Название фика - отсылка не к месопотамскому эпосу, а к пьесе Анны Ахматовой. Потому что он, как и пьеса, обо всем и ни о чем, но прежде всего – о скитаниях одинокого человека и, конечно же, о любви.
Глава 15
04 октября 2023, 08:47
«У тебя» было грубым преувеличением – у принцессы в драконьем логове своего не было ничего. Юридическая придирчивость напоминала о вещах, которые расползлись из чемодана и подкарауливали Женьку в самых неожиданных местах. Но ощущение было такое: гостевое. Достаточно свой, чтобы жить, но слишком чужой, чтобы играть в гостеприимного хозяина.
C Женькой возлияния случались редко, когда у Вовы случалось шампанское или коньячное настроение; без команды Женька не трогал бар, предпочитая любую свою жажду сублимировать в бесконечно доступное ему теперь Вовино тело. Когда Женька все же доставал пузатые бокалы, Вова артистично цеплялся в свой, напрочь забывая, что там полагается делать по этикету: греть, трясти, или по-особому ставить пальцы, как на флейту. Светской столовой белибердой, эдаким паролем для качественных кулуарных бесед, Вова владел в совершенстве, и в голове они шли в паре с галстуком и постоянной угрозой обмана. Перед Женькой Вова хотел поиграть, изобразить из себя годаровскую героиню, которая лениво опирается бедром на стол, бесцеремонно цедя коньяк и выпуская дым – пускай и из протезированной сигареты.
Когда Вова, повинуясь просьбе близнеца, открыл бар, он сразу знал, что в меню будет не коньяк, не трофейный Женьки кальвадос, не водка, прости господи, а виски. И на том алгоритм застопорился: местная коллекция состояла из двух видов – простенького чуть початого Джека и нарядного, как турецкий султан, Синего Джонни с пометкой о дополнительно вложенной в него роскоши в виде августейшего подзаголовка.
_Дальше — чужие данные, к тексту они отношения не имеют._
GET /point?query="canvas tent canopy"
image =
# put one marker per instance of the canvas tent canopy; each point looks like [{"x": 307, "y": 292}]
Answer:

Вова застыл, переводя глаза с одной бутылки на другую. Он не знал, что выбрать, не знал, к чему двойник привык, сидя в президентском кресле, да и прежде, в эпоху, когда за каждую копейку не приходилось отчитываться перед народом. Сам бы он выбрал Джека, это всегда было проще – любая статусная еда, выпивка, одежда, мебель и по нарастающей были куда сложнее, чем просто функция,. Они требовали дополнительного пиетета: будто заводишь себе не хороший виски, а павлина с дурным характером и диабетом, и если не окажешь почтения, тебя клюнут в жопу и сдохнут в муках. Но двойник был богаче, сколько бы не изображал бессребреника; у него могли быть иные привычки, и Вовин спонтанный выбор мог оказаться плевком в лицо. Древние законы гостеприимства, выветрившиеся из Европы, гласили: ставь на стол все самое лучшее. Но нутру претил откровенный выпендреж. Вова колебался, пытаясь оценить фрейм – визит ли это на высшем уровне или домашние посиделки.
Застыв, он постарался просканировать двойника взглядом, выискивая подсказки. Тот казался изношенным и поникшим, в такой же изношенной и поникшей водолазке, простецких джинсах и качественных часах: ни дать ни взять основатель стремительно растущего айти-стартапа, а не президент разрываемой противоречиями аграрной европейской страны. Не успел он додумать, как двойник оттеснил его от бара и схватился за горлышко Джека.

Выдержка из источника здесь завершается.